Clustered index VS non-clustered Index
We have explained the principles of clustered and non-clustered indexes. in most cases, clustered indexes are faster than non-clustered indexes. because the leaf node of the B-tree that clustered indexes directly stores data, instead of the clustered index, the data needs to be found through the pointer of the leaf node.
In addition, for a large number of continuous data queries, non-clustered indexes are very weak, because non-clustered indexes need to find the pointer of each row in the B tree of non-clustered indexes, and then find the data on the table where the data is located, the performance will be compromised. sometimes it is better not to add non-clustered indexes.
Therefore, clustered indexes are faster than non-clustered indexes in most cases. However, only one clustered index exists. Therefore, selecting the columns applied to the clustered index is crucial for improving the query performance.
Use of Indexes
The index does not need to be explicitly used. After the index is created, the query analyzer automatically finds the shortest path and uses the index.
However, this is the case. as the amount of data increases and index fragmentation occurs, a lot of stored data is not properly cross-page, which may cause fragmentation (about cross-page and fragmentation and fill factor introduction, we need to rebuild the index to speed up the performance:
For example, a clustered index and a non-clustered index created on test_tb2 can be queried using the DMV statement:
SELECT index_type_desc,alloc_unit_type_desc,avg_fragmentation_in_percent,fragment_count,avg_fragment_size_in_pages,page_count,record_count,avg_page_space_used_in_percentFROM sys.dm_db_index_physical_stats(DB_ID('AdventureWorks'),OBJECT_ID('test_tb2'),NULL,NULL,'Sampled')
We can increase the speed by re-indexing:
ALTER INDEX idx_text_tb2_EmployeeID ON test_tb2 REBUILD
In another case, when the table data volume increases, you may need to update the statistical information of the table so that the query analyzer can select the path based on the information and use:
Update statistics table name
When do we know that we need to update these statistics? When the estimated number of rows in the execution plan differs from the actual number of rows in the table:
Cost of using Indexes
My favorite sentence is "everything has price ". We do not have to pay any price for any performance improvement we get through indexes. This cost comes from several aspects.
1. based on the principle of clustered index, we know that after an index is created for a table, data is stored in the B tree. therefore, when updating, inserting, and deleting a page, you need to physically move the page to adjust the B-tree. therefore, when data is updated, inserted, and deleted, the performance may decrease. For clustered indexes, non-clustered indexes also need to be updated after the table is updated, which is equivalent to updating N (N = number of non-clustered indexes) tables.

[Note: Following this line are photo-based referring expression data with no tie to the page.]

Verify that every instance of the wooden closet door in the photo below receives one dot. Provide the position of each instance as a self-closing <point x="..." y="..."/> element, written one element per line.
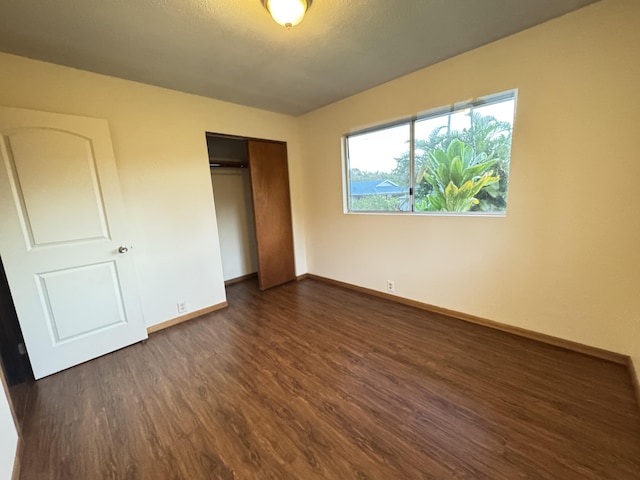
<point x="272" y="209"/>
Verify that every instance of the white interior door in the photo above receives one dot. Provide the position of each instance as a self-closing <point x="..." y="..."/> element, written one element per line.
<point x="61" y="229"/>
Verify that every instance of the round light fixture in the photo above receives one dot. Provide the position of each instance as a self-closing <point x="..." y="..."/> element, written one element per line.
<point x="287" y="12"/>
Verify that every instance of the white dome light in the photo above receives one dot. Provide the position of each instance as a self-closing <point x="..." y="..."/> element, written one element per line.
<point x="287" y="12"/>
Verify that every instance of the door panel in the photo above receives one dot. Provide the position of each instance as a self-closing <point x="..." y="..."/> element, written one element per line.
<point x="62" y="223"/>
<point x="47" y="164"/>
<point x="272" y="210"/>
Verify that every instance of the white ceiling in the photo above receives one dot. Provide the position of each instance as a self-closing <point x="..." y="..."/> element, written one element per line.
<point x="232" y="50"/>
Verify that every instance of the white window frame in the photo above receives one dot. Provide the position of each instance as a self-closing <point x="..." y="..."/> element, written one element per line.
<point x="433" y="113"/>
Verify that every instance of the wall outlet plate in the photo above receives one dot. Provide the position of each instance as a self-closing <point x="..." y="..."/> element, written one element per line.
<point x="182" y="306"/>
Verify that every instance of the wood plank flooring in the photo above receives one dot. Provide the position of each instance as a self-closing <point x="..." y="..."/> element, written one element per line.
<point x="313" y="381"/>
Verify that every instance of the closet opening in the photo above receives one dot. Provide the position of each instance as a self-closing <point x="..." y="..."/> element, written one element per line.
<point x="250" y="180"/>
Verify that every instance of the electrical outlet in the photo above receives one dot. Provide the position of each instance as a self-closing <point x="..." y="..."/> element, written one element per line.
<point x="182" y="306"/>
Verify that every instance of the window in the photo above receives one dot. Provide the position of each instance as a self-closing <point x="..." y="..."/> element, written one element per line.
<point x="450" y="160"/>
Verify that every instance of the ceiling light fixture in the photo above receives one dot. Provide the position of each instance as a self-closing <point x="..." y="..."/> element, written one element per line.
<point x="287" y="12"/>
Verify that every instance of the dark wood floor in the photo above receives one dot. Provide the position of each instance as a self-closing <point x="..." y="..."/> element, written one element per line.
<point x="312" y="381"/>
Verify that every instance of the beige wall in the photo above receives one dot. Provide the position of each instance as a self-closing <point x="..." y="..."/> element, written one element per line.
<point x="566" y="259"/>
<point x="160" y="149"/>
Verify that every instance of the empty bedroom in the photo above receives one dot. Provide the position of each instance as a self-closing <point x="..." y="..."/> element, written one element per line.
<point x="295" y="239"/>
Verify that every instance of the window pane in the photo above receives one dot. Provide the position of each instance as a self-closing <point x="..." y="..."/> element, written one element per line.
<point x="462" y="159"/>
<point x="378" y="169"/>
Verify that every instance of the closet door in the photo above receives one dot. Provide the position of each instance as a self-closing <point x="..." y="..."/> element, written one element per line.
<point x="272" y="209"/>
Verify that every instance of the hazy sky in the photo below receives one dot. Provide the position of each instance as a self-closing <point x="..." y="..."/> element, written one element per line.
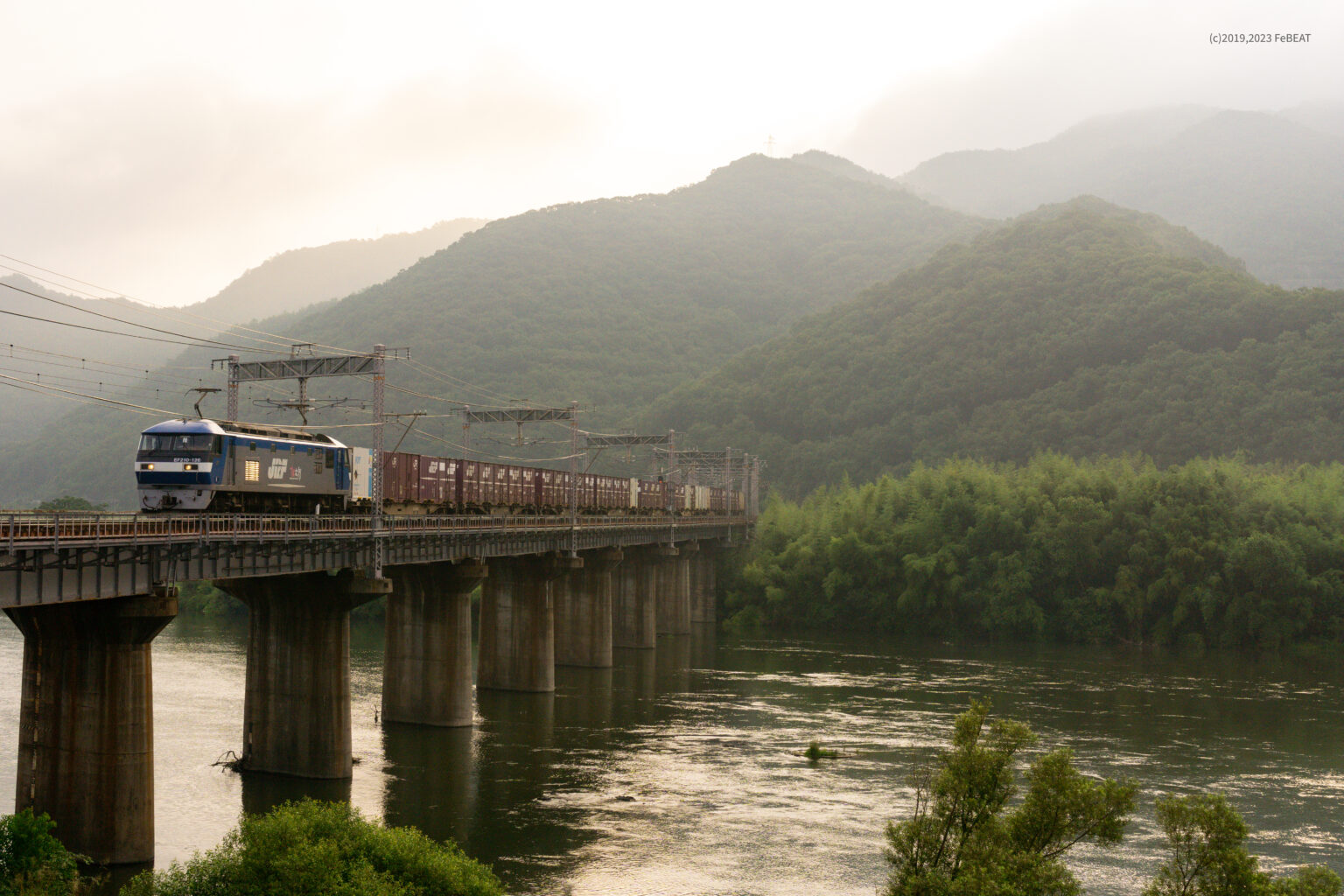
<point x="162" y="148"/>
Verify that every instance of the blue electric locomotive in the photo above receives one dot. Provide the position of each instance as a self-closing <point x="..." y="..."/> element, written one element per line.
<point x="195" y="465"/>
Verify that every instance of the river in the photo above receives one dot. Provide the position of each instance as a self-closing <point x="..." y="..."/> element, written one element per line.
<point x="677" y="771"/>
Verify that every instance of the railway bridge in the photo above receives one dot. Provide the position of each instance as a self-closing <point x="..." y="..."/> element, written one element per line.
<point x="90" y="592"/>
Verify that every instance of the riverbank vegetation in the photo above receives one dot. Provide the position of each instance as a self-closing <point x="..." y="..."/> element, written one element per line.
<point x="968" y="836"/>
<point x="1115" y="551"/>
<point x="32" y="861"/>
<point x="321" y="850"/>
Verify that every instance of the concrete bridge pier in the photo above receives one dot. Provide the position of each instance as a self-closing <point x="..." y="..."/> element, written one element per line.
<point x="634" y="620"/>
<point x="518" y="622"/>
<point x="704" y="586"/>
<point x="428" y="653"/>
<point x="674" y="594"/>
<point x="584" y="612"/>
<point x="87" y="748"/>
<point x="296" y="707"/>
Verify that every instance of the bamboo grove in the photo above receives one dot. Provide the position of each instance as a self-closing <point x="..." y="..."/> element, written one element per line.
<point x="1210" y="554"/>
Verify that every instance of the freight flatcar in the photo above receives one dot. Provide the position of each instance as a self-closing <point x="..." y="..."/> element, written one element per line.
<point x="223" y="466"/>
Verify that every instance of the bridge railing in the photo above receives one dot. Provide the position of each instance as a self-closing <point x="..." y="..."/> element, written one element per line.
<point x="54" y="529"/>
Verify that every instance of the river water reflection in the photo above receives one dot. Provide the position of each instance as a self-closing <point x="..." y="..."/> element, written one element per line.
<point x="676" y="771"/>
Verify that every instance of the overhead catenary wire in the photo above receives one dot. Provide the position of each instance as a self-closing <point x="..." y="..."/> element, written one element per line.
<point x="137" y="409"/>
<point x="158" y="309"/>
<point x="197" y="340"/>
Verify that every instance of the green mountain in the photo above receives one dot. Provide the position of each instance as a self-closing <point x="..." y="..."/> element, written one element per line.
<point x="1265" y="187"/>
<point x="303" y="277"/>
<point x="611" y="303"/>
<point x="1081" y="328"/>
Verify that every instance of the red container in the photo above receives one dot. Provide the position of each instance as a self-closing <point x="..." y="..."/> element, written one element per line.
<point x="401" y="477"/>
<point x="436" y="480"/>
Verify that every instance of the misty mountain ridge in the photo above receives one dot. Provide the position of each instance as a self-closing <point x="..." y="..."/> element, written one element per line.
<point x="611" y="301"/>
<point x="1266" y="187"/>
<point x="300" y="277"/>
<point x="288" y="283"/>
<point x="1080" y="328"/>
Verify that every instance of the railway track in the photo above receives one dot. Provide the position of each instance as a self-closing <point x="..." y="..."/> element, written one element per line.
<point x="27" y="529"/>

Therefore, performance is also reduced.
2. Based on the introduction of the non-clustered index principle, we can see that non-clustered indexes require additional disk space.
3. As mentioned above, improper non-clustered indexes will reduce the performance.
Therefore, we need to weigh indexes based on the actual situation. Generally, I will put all non-clustered indexes on another independent hard disk, So that I/O can be dispersed, so that the query can be parallel.
Summary
This article describes the indexing principles and concepts of SQL SERVER. indexing is a powerful tool and a double-edged sword. to properly use indexes, you must systematically learn the indexing principles and database storage principles.